The 3rd party antivirus gives me more control and reporting of what it is doing than XProtect.
That being said, I don’t think it is wrong for someone just to use the built-in XProtect.
@Simon@alvarnell
The reason(s) running Sophos via Rosetta is unacceptable are
Rosetta whilst it may not cause a major performance hit apparently does have a significant effect on battery life
Rosetta according to a number of reports even if initially installed (manually or by enterprise management tools) is often removed or broken when macOS updates are installed. That is you have to again install a matching Rosetta after upgrading macOS
In an Enterprise environment - where it arguably is more common and more necessary to install Sophos or a similar tool it is also common to have to have many, indeed the majority of users only given standard level user accounts and not admin level. This means the users themselves cannot install Rosetta. Particularly in the case of a tool like Sophos which you need to be confident is always running you cannot allow a window where it is broken due to the lack of Rosetta to enable it.

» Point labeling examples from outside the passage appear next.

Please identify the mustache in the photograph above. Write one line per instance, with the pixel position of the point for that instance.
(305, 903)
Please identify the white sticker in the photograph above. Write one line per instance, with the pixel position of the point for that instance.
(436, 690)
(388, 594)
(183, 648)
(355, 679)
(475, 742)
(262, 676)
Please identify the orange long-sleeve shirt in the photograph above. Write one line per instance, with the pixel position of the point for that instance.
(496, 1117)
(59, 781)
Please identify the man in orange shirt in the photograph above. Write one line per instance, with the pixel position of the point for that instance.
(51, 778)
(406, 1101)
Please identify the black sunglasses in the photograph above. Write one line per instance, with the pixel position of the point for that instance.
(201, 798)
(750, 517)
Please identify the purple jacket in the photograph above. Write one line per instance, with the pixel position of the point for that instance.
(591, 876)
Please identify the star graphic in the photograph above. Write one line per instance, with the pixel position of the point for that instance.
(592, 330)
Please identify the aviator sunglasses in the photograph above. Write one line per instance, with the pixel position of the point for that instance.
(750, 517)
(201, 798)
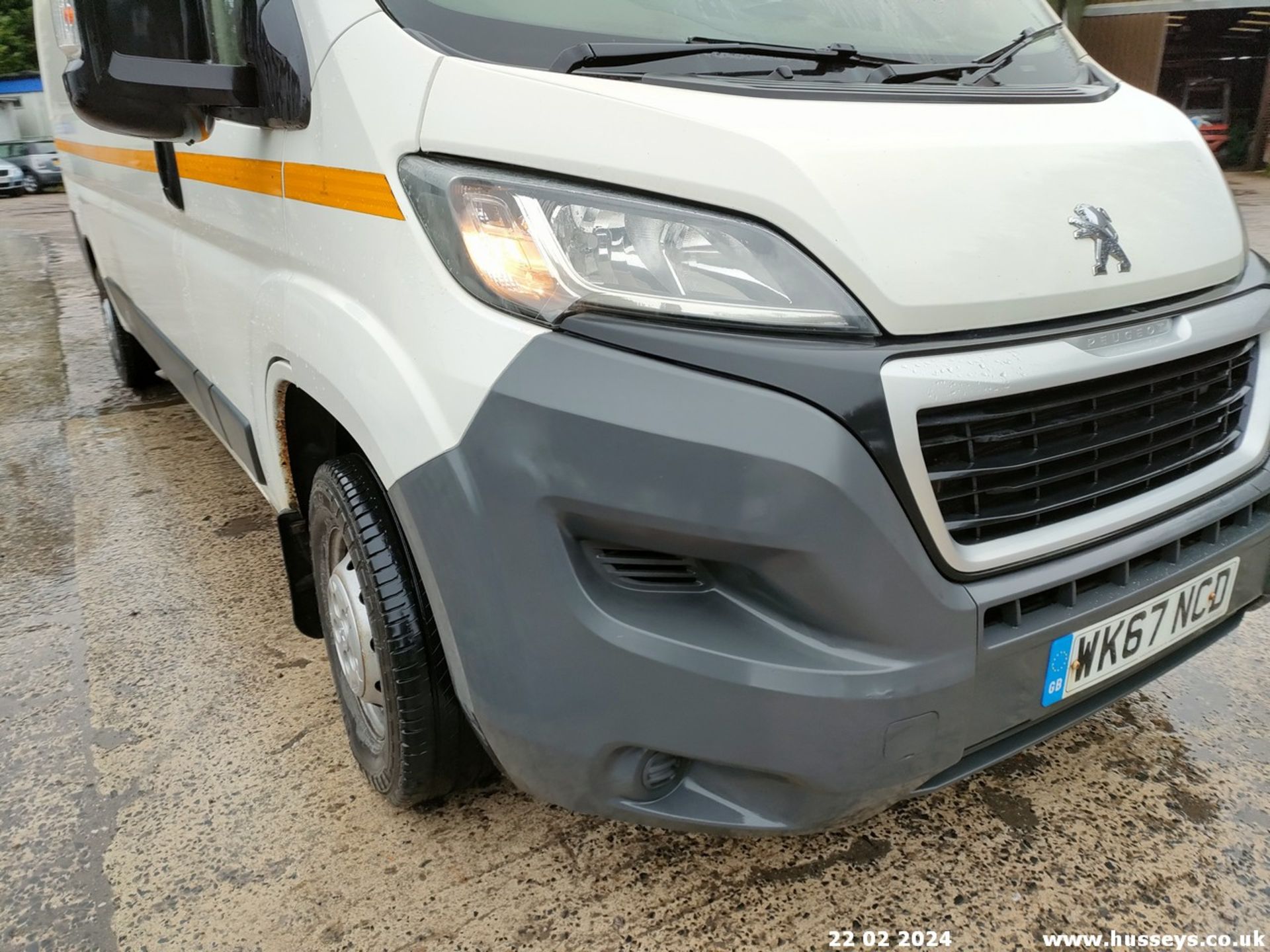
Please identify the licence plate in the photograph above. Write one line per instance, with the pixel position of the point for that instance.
(1087, 658)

Therefore a likely scenario of a Mac being initially automatically deployed with Rosetta installed and then Sophos also automatically installed and then later a subsequent macOS upgrade being enforced might result in a Mac ending up with no or a broken Rosetta. One could have e.g. Jamf Pro detect the absence of Rosetta and trigger another auto install of Rosetta but between the macOS upgrade and this detection and ‘repair’ would be an interval when Sophos would become disabled. No matter how short this window is, it introduces a period of risk and might at best require an additional restart of the Mac to re-enable Sophos after the reinstallation of Rosetta which is an additional hassle to users further impacting productivity. It is already sadly the case that macOS upgrades/updates are far more time consuming than equivalent Windows 10/11 updates.
Even if the above was not an issue it is inexcusable for a major software company as opposed to a single person ‘hobbyist’ to take over 18 months and counting to update their software for compatibility. Sophos are not the only company at fault here, Dropbox is another example of a company who has yet to provide a native Apple Silicon version.

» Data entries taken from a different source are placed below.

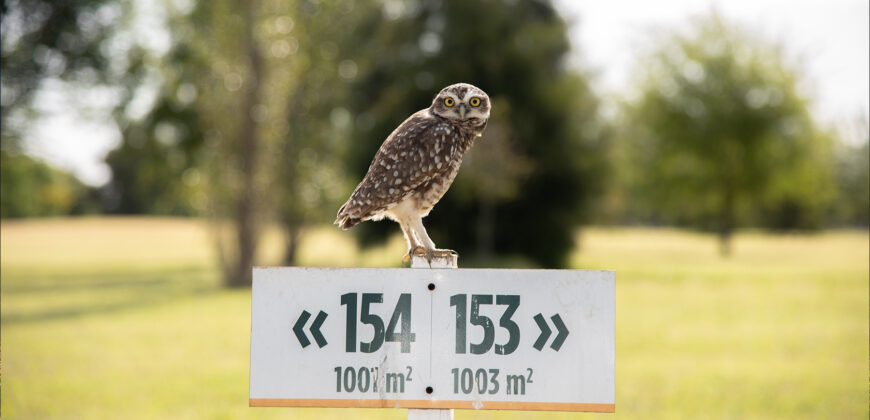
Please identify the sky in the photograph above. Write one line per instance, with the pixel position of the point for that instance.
(829, 38)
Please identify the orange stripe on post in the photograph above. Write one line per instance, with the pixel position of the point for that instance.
(463, 405)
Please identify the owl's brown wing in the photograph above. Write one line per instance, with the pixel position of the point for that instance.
(413, 154)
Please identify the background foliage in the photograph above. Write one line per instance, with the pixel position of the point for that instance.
(270, 111)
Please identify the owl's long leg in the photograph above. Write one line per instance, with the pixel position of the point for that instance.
(420, 231)
(431, 251)
(412, 240)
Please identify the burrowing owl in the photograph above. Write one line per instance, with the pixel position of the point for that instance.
(417, 163)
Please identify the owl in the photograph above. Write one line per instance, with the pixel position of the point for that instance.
(416, 164)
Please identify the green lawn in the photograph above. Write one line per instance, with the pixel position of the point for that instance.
(124, 318)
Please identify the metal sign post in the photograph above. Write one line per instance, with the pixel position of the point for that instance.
(439, 338)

It actually runs more often in Catalina, Big Sur and probably Monterey:
in his presentation for session 701 of WWDC 2019, Garret Jacobson stated clearly that, in Catalina, XProtect checks the executable code of every app and command tool whenever it’s run, regardless of whether its quarantine flag is set. Prior to Catalina, XProtect is only run when Gatekeeper performs first run checks on an app whose quarantine flag is set, or which hasn’t previously been run from its current path.
Thank you for your comments. I do not want to go in your Sophos comments here, but if you DM I am more than happy to reply. As I said in my post I wanted to add some colour and also be upfront who I worked for.
I am interested in your commend and Rosetta being uninstalled. I have an M1 iMac and have never seen that on my machine. That is very odd.